Google.com consistently commands over 90 percent of the UK’s online search market, which has not only left its competitors scrambling for the last remaining morsels of market share, but has also sparked EU investigations into whether or not the search giant is acting in an anti-competitive manner.
However, it cannot be denied that Google offers an unrivalled service in the consumer search market. This has created an opportunity, argues Matt Eichner, Google’s general manager of enterprise search, to learn from Google’s experiences in this area and deliver similar services to the enterprise.
“If you look at Google in the search space, we are taking that consumer expectation that we developed on Google.com and packaged both the user interface and the algorithms behind it into an enterprise appliance,” says Eichner.
Google’s search appliance is an out-of-the-box solution that integrates with enterprise applications and can scale to support billions of documents. It can search 220 file types, including HTML, PDF, Microsoft Office and Lotus, and is supported by a number of security protocols, including single sign-on mechanisms.
Eichner says: “The appliance offers you an out-of-the-box experience that delivers the relevance that you come to expect from Google.com. It can be very powerful and it takes into consideration the enterprise context, such as security rules.”
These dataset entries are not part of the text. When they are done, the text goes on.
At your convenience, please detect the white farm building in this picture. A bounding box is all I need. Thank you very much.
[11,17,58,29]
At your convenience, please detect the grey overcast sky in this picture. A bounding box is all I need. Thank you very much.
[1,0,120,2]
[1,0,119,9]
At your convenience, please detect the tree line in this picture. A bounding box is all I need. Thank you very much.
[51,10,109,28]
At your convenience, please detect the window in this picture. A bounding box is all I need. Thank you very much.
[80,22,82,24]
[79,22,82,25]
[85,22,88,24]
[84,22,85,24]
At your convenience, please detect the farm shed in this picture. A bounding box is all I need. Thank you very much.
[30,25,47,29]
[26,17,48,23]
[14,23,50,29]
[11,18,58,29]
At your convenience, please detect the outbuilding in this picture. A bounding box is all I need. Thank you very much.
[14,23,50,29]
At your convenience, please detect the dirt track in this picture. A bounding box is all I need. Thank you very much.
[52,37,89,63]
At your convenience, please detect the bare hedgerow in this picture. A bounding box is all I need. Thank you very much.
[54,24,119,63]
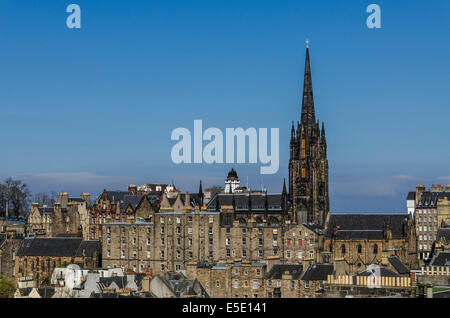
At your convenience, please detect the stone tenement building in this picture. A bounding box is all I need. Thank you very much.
[28,192,91,239]
[100,177,297,275]
[407,184,450,260]
[14,237,101,286]
[283,223,323,268]
[187,259,333,298]
[324,214,418,275]
[88,184,169,240]
[289,47,329,226]
[186,259,267,298]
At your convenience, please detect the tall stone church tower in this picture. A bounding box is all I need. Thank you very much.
[289,47,329,226]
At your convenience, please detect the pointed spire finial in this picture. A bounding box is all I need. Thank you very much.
[306,39,310,48]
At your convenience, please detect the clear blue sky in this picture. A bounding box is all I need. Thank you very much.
[0,1,449,212]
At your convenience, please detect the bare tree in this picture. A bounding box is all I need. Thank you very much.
[33,191,57,206]
[0,178,31,217]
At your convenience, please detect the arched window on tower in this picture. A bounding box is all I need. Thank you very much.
[373,244,378,255]
[341,244,346,255]
[357,244,362,254]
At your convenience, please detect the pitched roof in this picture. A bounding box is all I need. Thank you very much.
[120,195,144,212]
[417,191,450,207]
[17,237,82,257]
[325,214,410,240]
[75,240,100,257]
[388,256,410,275]
[302,222,324,235]
[407,192,416,201]
[300,264,333,281]
[264,264,303,280]
[437,228,450,243]
[98,276,128,290]
[37,287,55,298]
[431,252,450,266]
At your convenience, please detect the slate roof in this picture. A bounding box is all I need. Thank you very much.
[37,287,55,298]
[19,288,33,297]
[325,214,410,240]
[267,194,282,208]
[120,195,144,212]
[158,273,208,297]
[207,193,285,212]
[430,252,450,266]
[303,222,324,235]
[417,191,450,208]
[388,256,410,275]
[437,228,450,242]
[300,264,333,281]
[75,240,100,257]
[38,207,56,214]
[264,264,303,280]
[98,276,128,290]
[17,237,82,257]
[105,191,134,203]
[179,193,201,207]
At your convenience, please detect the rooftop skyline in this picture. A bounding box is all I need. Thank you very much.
[1,1,449,213]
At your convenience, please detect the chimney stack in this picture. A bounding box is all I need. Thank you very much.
[80,192,91,206]
[57,192,69,208]
[431,184,443,192]
[416,184,426,205]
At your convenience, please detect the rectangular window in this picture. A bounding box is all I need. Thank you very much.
[253,280,258,290]
[147,251,151,259]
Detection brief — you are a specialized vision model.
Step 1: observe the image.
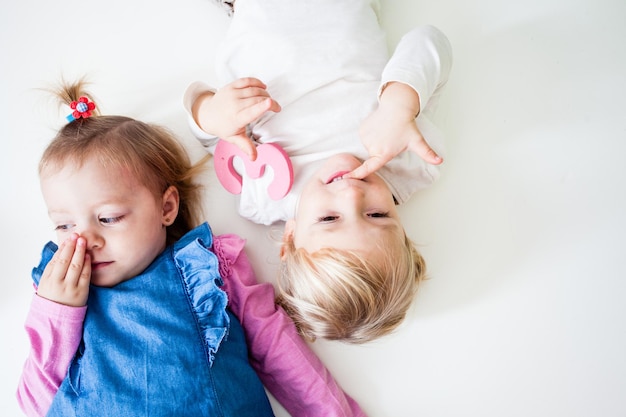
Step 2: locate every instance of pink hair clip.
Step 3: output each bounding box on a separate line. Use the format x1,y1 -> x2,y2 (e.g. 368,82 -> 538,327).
66,96 -> 96,122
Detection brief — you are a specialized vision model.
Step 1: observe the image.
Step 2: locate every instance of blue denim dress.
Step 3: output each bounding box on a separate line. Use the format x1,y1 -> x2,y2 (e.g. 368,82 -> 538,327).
32,223 -> 275,417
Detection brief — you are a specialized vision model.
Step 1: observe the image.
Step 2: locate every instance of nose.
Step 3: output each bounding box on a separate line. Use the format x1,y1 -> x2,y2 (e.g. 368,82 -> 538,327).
329,182 -> 368,220
78,228 -> 104,250
334,179 -> 366,202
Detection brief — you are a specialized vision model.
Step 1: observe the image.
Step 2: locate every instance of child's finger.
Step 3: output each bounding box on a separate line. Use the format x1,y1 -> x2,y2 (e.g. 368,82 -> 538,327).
407,136 -> 443,165
344,155 -> 389,180
232,77 -> 267,90
42,234 -> 79,283
79,253 -> 92,287
229,134 -> 259,161
238,86 -> 273,100
240,97 -> 281,123
239,96 -> 281,117
73,253 -> 91,306
64,236 -> 88,287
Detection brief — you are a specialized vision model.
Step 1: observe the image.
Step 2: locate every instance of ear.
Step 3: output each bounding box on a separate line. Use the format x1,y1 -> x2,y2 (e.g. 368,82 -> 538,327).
280,219 -> 296,260
161,185 -> 180,226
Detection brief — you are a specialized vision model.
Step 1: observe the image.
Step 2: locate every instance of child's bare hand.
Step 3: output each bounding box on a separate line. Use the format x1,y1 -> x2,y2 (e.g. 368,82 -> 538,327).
345,82 -> 442,179
193,77 -> 281,160
37,233 -> 91,307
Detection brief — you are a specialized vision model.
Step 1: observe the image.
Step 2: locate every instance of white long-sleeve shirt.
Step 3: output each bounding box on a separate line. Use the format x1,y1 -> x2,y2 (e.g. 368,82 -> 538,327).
184,0 -> 452,225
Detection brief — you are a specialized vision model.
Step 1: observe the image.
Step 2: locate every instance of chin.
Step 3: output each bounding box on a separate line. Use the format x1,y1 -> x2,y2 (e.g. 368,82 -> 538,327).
90,275 -> 123,288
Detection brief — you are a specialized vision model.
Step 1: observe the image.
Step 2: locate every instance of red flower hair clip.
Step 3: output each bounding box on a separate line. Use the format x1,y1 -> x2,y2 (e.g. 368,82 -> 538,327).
66,96 -> 96,122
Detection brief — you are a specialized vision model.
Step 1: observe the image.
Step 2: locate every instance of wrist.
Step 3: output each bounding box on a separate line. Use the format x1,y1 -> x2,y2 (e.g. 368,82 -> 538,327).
192,91 -> 216,132
380,82 -> 421,118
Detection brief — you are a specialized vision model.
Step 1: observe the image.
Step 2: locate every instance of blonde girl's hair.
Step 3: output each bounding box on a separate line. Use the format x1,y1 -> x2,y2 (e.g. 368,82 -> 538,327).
39,78 -> 209,246
276,234 -> 426,344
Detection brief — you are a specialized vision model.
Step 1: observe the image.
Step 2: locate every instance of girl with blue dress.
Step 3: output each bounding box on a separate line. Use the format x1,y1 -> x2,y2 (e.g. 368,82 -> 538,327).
16,79 -> 366,417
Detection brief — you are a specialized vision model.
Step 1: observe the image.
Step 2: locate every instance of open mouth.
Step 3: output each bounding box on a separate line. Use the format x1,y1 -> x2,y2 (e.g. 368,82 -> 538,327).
326,171 -> 350,184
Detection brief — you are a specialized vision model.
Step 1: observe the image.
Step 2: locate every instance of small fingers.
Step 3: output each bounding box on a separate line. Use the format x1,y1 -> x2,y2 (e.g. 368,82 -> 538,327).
229,134 -> 259,161
237,89 -> 282,114
344,155 -> 388,179
43,234 -> 78,282
237,97 -> 281,126
37,234 -> 91,306
64,236 -> 88,287
78,253 -> 92,289
231,77 -> 267,90
236,86 -> 272,99
248,96 -> 281,114
408,136 -> 443,165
“At Google we have billions of queries from Google.com coming in every day that we are able to analyse and deliver an enterprise tool that balances human behaviour and search relevance.”
Big Data is in the eye of the beholder
Advanced enterprise search capabilities are being driven by the growth of ‘Big Data’. This sees enterprises having to deal with unprecedented amounts of information due to increased capabilities to record data through mobile, online, social media and sensors.
Eichner describes Google as the world’s “biggest big data problem”, which has allowed it to focus on performance and scale. However, he is also keen to point out that it isn’t only organisations with billions of documents that need a sophisticated search tool.
“Big data is in the eye of the beholder. If I gave you 500,000 documents, which doesn’t sound like a lot, and I said to you find something in there – you would look at me and say, 'can I use a search engine?'” he says.
“From your perspective, 500,000 would be big data. We often lose sight of that. Insight needs to be delivered when you have more data than you can process. This can come in the form of 500,000 documents or hundreds of millions of documents.”
He adds: “The real mandate in the world today is to get up the competitive stack by being more knowledgeable about what you are doing more quickly – that’s the nature of the information economy.
“The imperative is to get better at assimilating the knowledge you have and acting on it. The inverse of this is if you have big data and you don’t have insight. That’s the equivalent of saying ‘I’ll take a guess, I won’t use the information and I’ll take a guess’”.
Open source does have a role within the enterprise
However, despite Google’s undeniable advantage in search experience in the consumer space, open source projects, such as Apache, have been making strong headway in the enterprise market. Eichner admits that these open-source tools can be extremely powerful, but also suggests that for searching across multiple applications the in-house skills required on an open source project would be too much of a drain on many organisations.
“Open source does have a role within enterprise search. If you have a lot of engineers and your goal is to adapt search to one specific application, then it works well. The Original Equipment Manufacturer (OEM) market is a classic example where companies have the internal engineering departments and competencies to manipulate the search outcome to be very specific to a single system – open source is a great for that,” says Eichner.
“However, when you like the idea of universal search and searching across multiple systems, much like Google on the web, I think it falls down. It doesn’t have the search relevance capabilities and it requires expensive PhD expertise to establish how that relevance should be calculated.”
Open source tools also then require enterprises to fine-tune the infrastructure, the hard drive and the CPU, something Eichner says can be really hard when compared with an out-of-the-box alternative.
Finding talent isn't easy
Another thing that is difficult is finding highly skilled scientists and engineers – which Eichner refers to as PhDs.
“One of the hardest things Google has to do is hire talented people. Imagine if you were trying to recreate the thousands of engineers at Google focused on search within your organisation – that’s hard,” says Eichner.
“It’s not that you couldn’t. Facebook has a great engineering team, but the question you have to ask is, is that you core competency? Hopefully your PhDs are doing something that is more related to your core business, not search."
He adds: “Google’s intention is to deliver the value of those thousands of Google engineers back into the package so that you can start at a higher threshold. You can still tune it from there, adapt it to your needs, but your starting point is going to be a lot more mature.”
Finally, Eichner is keen to urge organisations to consider the before and after value of implementing an advanced enterprise search tool, something which he says doesn’t happen often enough.
“I wish people would do this because it would allow them to invest more in advocating information visibility within their enterprise," he says.
“I sometimes use the example of two search boxes and put them next to each other. I’ll then say the one on the left is cheaper and the one on the right is more expensive, which one do you want? I can see people thinking the one on the left."
He adds: “I’ll then use the same example, except with two airplanes. You can then see people’s answer start to change because now it is important and it matters. That’s the challenge for us.”